Friday, 16 January 2009

Miracle Landings..Financial Praying for a Miracle

It’s almost the weekend, and there’s way too much bad news out there to fit into my wrap today, so a more general opening today, but bare with me on this one guys…..
*I remember reading an excellent article in the Economist a few years back where they satirised the opening safety announcements + “what-to-do-in-an-emergency-landing” cards provided on airlines ahead of take-off. Particularly enlightening was the fact that never in aviation history had a plane successfully landed on water without disintegrating into a thousand pieces and dooming its passengers to a similar fate – a fact that rendered obsolete the many diagrams of life-rafts inflating and life-vested passengers safely jumping off the wings into the rafts – I never felt comforted again by the safety announcements (nor saw the need for life-vests!?) after reading that article and was slightly angered that authorities somewhere had decided to mislead passengers to believe that everything would be OK if indeed a water-landing-emergency occurred when a successful landing had never before been achieved! Alas, the Economist was yesterday ridiculed by a humble 40-yr veteran US-Airways pilot in NY as he made what must be the first ever successful (and apparently remarkably smooth!) water-landing after losing both engines shortly after take-off – and every single passenger survived! And guess what, the inflatable rafts did pop-out! I didn’t see any life-vests though.

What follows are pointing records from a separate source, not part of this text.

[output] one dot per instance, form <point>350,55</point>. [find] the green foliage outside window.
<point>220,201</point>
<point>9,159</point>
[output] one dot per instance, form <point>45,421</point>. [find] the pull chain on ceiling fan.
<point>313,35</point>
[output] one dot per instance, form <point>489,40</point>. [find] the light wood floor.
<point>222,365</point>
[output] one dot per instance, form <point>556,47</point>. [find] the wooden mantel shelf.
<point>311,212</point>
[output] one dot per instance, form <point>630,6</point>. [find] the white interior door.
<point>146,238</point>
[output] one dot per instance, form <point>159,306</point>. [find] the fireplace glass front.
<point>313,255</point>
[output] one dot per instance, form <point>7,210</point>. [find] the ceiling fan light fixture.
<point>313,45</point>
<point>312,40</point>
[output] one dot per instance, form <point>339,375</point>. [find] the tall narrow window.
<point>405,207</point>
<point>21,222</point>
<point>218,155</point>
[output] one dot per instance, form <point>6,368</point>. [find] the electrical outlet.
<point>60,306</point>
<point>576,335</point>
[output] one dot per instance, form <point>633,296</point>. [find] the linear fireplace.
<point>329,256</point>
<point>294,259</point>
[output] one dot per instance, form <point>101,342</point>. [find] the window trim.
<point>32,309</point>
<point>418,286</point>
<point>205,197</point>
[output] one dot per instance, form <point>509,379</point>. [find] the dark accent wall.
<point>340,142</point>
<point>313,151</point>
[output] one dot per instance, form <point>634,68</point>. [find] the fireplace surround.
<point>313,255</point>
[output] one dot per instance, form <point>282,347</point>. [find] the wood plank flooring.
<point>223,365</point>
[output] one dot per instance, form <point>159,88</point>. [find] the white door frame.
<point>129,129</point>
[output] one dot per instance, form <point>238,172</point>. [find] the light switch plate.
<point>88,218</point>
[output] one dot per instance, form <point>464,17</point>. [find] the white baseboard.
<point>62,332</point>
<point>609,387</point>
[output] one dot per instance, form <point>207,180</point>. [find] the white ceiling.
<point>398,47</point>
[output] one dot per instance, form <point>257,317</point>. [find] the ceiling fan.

*What does this have to do with anything financially related you might ask? – well, my point is that if one successful incident can override every dismal failure before it and prove authorities right for putting into place contingency plans to deal with a disaster despite being baseless (and making certain people feel a little safer again) then there is hope that the current disaster relief plans being executed by the US (and global governments) in answer to the global financial crisis, may just work and save the day – even if they haven’t worked before.
*On the financials, the once so revered now reveal themselves to be nothing more than ego-driven figures…a busy few days for once mighty global financials sees their leaders squabble like children and throw a hissy-fit (Bank of America) because the other kid (Merrill Lynch) lied when they agreed to be BFFs (Best Friends For Ever for those of us born before 1995) and other children come running back for another cookie (Citi) from the warmth of the full-laden pantry (US Govt) – once you’ve acquired a taste for something so sweet (such as having $300bn of bad-assets ring-fenced) it seems the sweet-tooth takes over. Citi will be revealing its earnings later today, with a certain calm-before-the-storm enveloping the organisation in the last 48hrs – if only our share price would enter the same state of Zen calmness. Losses expected somewhere between $6bn-10bn. JP Morgan yesterday of course showed better than consensus EPS but still suffered huge trading losses or Q4 ’08. The Bank of American bail-out ($20bn injection + $1180bn ring-fencing) may provide a clue to weekend conversations on Citi’s fate.
*Another way may be to bite the bullet as the Irish government has bitten - nationalising the “too-important-to-fail” Anglo-Irish Bank. Personally, I’m impressed the Irish have gone and done what everyone realistically thinks will happen in the end anyway – is it worth attempting to protect a seemingly lost-cause rather than admitting defeat, simply taking full govt. ownership and beginning the cleaning-up process in earnest? The sooner you start, the sooner you will finish.